Hemorrhage remains the leading preventable cause of death after trauma, whether on a battlefield overseas or a rural highway in Oregon. Decades of research now suggest that early resuscitation with balanced blood products may improve survival. The challenge is logistics. Fresh or frozen plasma depends on cold storage and stable supply chains, which are often unavailable during remote rescues, mass casualty incidents, or natural disasters.
Dried plasma appears to be a viable alternative. Dried plasma has been used for decades in places like Europe, Africa, and Israel. It can be stored at room temperature for years and mixed with sterile water in minutes, delivering essential clotting factors without bulky equipment. Spray-dried plasma and emerging dried platelet technologies could potentially extend those benefits even further.
In military settings, these products can provide a bridge during prolonged field care when evacuation may be delayed. In civilian life, the same logic could apply.
This issue is currently relevant for Oregon. There are excellent trauma care centers in Oregon; however, the geographic area limits access to timely emergency services. When patients sustain injuries in the Coast Range, on Mount Hood, or east of the Cascades, transport times to trauma care centers can be extensive, especially in adverse weather conditions.
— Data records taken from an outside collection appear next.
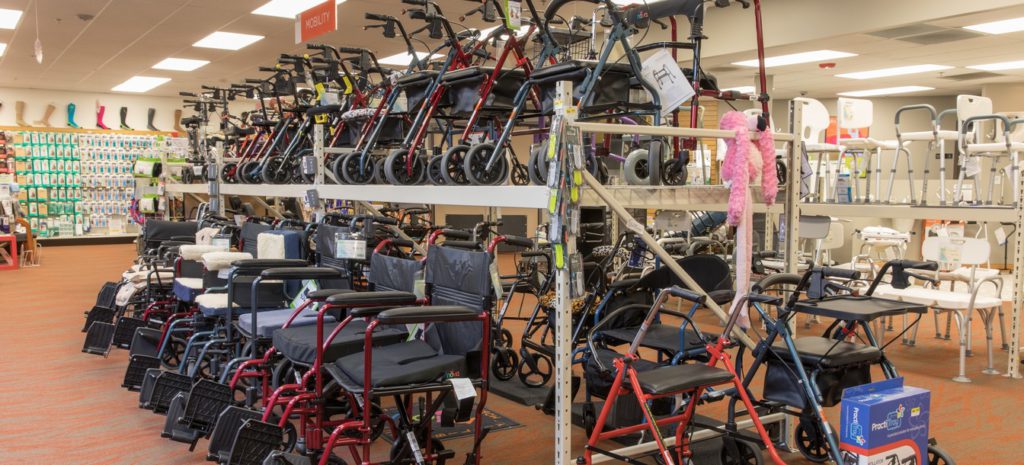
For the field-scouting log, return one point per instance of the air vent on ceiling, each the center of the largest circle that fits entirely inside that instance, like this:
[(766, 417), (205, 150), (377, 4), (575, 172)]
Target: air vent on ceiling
[(973, 76), (905, 31), (941, 37)]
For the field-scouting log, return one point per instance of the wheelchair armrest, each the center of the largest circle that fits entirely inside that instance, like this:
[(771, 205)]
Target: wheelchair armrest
[(440, 313), (303, 272), (378, 298)]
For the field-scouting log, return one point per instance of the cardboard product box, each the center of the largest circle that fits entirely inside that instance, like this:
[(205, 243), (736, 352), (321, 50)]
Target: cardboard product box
[(885, 423)]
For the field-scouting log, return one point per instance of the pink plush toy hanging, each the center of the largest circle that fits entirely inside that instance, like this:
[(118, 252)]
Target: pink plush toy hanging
[(744, 161)]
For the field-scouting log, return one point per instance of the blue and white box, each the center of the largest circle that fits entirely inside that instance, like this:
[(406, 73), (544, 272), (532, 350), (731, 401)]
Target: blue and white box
[(885, 423)]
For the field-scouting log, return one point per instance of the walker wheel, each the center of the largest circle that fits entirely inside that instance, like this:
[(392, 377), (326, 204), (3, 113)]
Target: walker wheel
[(937, 456), (811, 441), (537, 378)]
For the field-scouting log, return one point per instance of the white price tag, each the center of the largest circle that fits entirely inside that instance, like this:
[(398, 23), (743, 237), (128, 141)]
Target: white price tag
[(463, 388), (350, 249), (662, 71)]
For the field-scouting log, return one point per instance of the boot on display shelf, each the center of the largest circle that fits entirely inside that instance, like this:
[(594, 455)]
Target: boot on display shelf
[(100, 110), (177, 121), (150, 118), (45, 122), (124, 119), (19, 115), (71, 117)]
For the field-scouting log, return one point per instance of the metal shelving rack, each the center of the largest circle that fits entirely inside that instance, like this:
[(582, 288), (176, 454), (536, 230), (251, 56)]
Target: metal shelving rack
[(619, 198)]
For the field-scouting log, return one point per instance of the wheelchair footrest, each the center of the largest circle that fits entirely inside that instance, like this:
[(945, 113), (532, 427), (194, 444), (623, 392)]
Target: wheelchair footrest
[(165, 388), (254, 442), (125, 331), (222, 437), (284, 458), (97, 313), (135, 373), (98, 338), (206, 400)]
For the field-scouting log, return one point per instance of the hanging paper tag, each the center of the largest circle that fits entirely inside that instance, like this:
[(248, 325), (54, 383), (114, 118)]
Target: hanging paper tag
[(662, 71)]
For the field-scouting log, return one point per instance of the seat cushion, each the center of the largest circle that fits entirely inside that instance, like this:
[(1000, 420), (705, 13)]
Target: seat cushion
[(399, 365), (186, 289), (679, 378), (298, 343), (269, 321), (814, 350)]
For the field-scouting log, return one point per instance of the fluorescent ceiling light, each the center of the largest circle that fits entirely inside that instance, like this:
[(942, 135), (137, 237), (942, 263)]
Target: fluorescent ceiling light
[(9, 17), (139, 84), (885, 91), (999, 27), (796, 58), (1004, 66), (402, 58), (898, 71), (741, 89), (226, 41), (180, 65), (288, 8)]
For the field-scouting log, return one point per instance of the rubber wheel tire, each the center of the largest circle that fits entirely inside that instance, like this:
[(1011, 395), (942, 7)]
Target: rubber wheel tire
[(476, 162), (538, 165), (749, 455), (938, 456), (273, 171), (635, 171), (541, 376), (397, 174), (347, 169), (453, 165), (810, 441)]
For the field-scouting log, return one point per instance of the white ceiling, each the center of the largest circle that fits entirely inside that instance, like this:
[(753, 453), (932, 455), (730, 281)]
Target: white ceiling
[(126, 37)]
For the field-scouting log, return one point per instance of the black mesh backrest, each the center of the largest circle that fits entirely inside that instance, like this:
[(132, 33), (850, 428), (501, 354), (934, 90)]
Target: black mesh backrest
[(458, 277), (250, 231)]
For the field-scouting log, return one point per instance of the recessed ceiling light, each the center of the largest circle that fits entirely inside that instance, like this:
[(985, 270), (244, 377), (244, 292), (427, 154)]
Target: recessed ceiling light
[(999, 27), (9, 17), (139, 84), (226, 41), (180, 65), (288, 8), (740, 89), (885, 91), (898, 71), (796, 58), (402, 58), (1003, 66)]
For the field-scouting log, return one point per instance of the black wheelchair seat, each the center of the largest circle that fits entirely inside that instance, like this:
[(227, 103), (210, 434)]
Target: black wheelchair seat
[(678, 378), (818, 350), (299, 343)]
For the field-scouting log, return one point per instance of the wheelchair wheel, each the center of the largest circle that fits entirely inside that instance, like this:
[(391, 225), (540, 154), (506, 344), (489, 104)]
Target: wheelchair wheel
[(274, 171), (434, 175), (938, 456), (475, 166), (748, 454), (397, 174), (453, 165), (811, 441), (538, 377), (347, 169), (537, 167)]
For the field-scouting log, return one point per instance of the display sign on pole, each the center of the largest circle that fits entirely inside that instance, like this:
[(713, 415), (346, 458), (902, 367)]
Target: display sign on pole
[(316, 22)]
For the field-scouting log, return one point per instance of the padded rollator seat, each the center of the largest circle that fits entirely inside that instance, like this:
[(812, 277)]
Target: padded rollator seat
[(269, 321), (677, 378), (186, 289), (814, 350), (298, 343), (398, 365)]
Even Life Flight helicopters have limitations due to weight restrictions, space, and refrigeration requirements.
Dried plasma could allow rural EMTs, air ambulance personnel, and search-and-rescue teams to provide true blood-based resuscitation at the scene. A study in the Transfusion journal indicated that dried plasma retained the majority of the clotting ability, reduced inflammation, and was as effective as fresh plasma in animal studies. Human studies conducted in Europe suggested a quicker reversal of coagulopathy and fewer transfusions downstream.
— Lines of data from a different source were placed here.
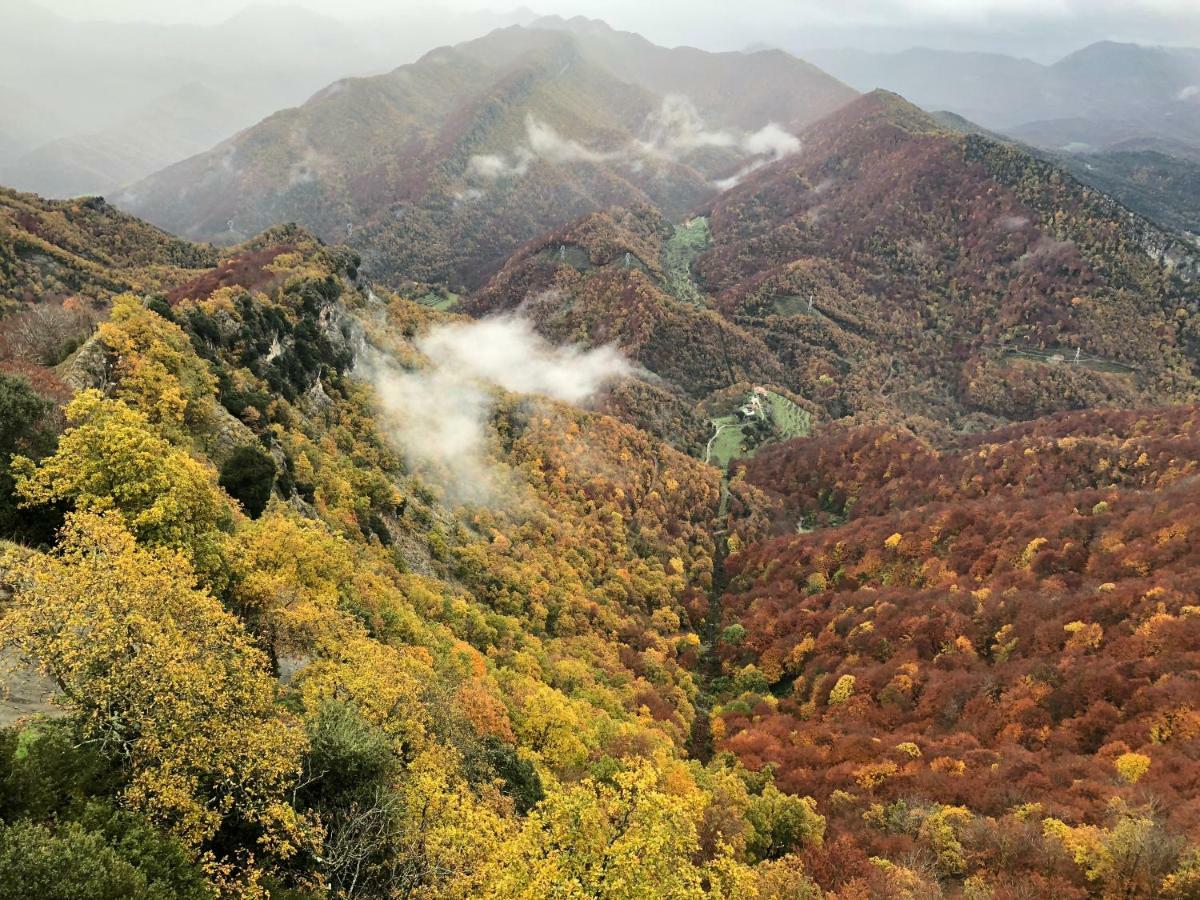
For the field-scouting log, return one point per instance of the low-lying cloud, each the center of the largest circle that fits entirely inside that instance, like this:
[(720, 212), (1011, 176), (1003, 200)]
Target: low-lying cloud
[(673, 132), (441, 414)]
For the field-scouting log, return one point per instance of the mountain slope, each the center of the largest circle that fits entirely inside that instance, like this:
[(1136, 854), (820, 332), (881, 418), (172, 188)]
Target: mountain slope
[(1091, 109), (438, 171), (935, 259), (51, 250), (891, 271)]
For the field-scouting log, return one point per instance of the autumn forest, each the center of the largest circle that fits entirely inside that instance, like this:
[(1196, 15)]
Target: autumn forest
[(574, 491)]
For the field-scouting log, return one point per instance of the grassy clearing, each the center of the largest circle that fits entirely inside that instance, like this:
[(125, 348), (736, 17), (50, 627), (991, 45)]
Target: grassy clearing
[(443, 300), (678, 255), (733, 438)]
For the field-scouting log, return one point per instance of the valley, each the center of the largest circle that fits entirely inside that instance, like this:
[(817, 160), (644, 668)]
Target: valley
[(569, 467)]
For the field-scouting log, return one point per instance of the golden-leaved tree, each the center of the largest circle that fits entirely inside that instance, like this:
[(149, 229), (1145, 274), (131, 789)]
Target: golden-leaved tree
[(160, 676), (112, 459)]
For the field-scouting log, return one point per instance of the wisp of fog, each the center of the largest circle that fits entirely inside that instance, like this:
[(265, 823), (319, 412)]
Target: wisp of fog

While there are many hurdles to overcome, including no dried plasma product approved for civilian use in the United States, regulatory review, production scale, costs, and safety are among the barriers. However, movement is occurring. Dried plasma has been authorized for use in Canadian military applications, and U.S. companies are developing products for domestic approval.
Climate-related disasters are increasing, while participation in outdoor recreational activities is also rising in the Pacific Northwest; as a result, the frequency of natural disasters is prompting the evolution of trauma medicine. The distance between emergency sites and medical facilities continues to increase, while becoming increasingly accessible.
Dr. Martin A. Schreiber’s career has been dedicated to bridging this gap. He has practiced in combat zones and academic medicine in Portland, worked nationally with other researchers on trials for trauma care, and taught surgery internationally, all based on his belief that lifesaving care can be delivered to patients wherever they are.
This philosophy could be the difference between saving a hiker injured far from a hospital in the Cascades and a driver stuck in a rural area.
Dried blood products offer a potential solution during times of uncertainty in the medical supply chain and during unexpected emergencies; when seconds count, life-saving resources may become immediately available.
Disclaimer: The information provided in this article is for informational purposes only and reflects current research and expert perspectives. While the concepts discussed, such as the potential use of dried blood products in trauma care, are based on ongoing studies and advancements in the field, they do not constitute medical advice or guarantees of future medical practices. Any conclusions or statements made are based on available evidence at the time of publication and are subject to change as new research and regulatory approvals emerge. Readers are encouraged to consult healthcare professionals for specific medical concerns or treatment recommendations.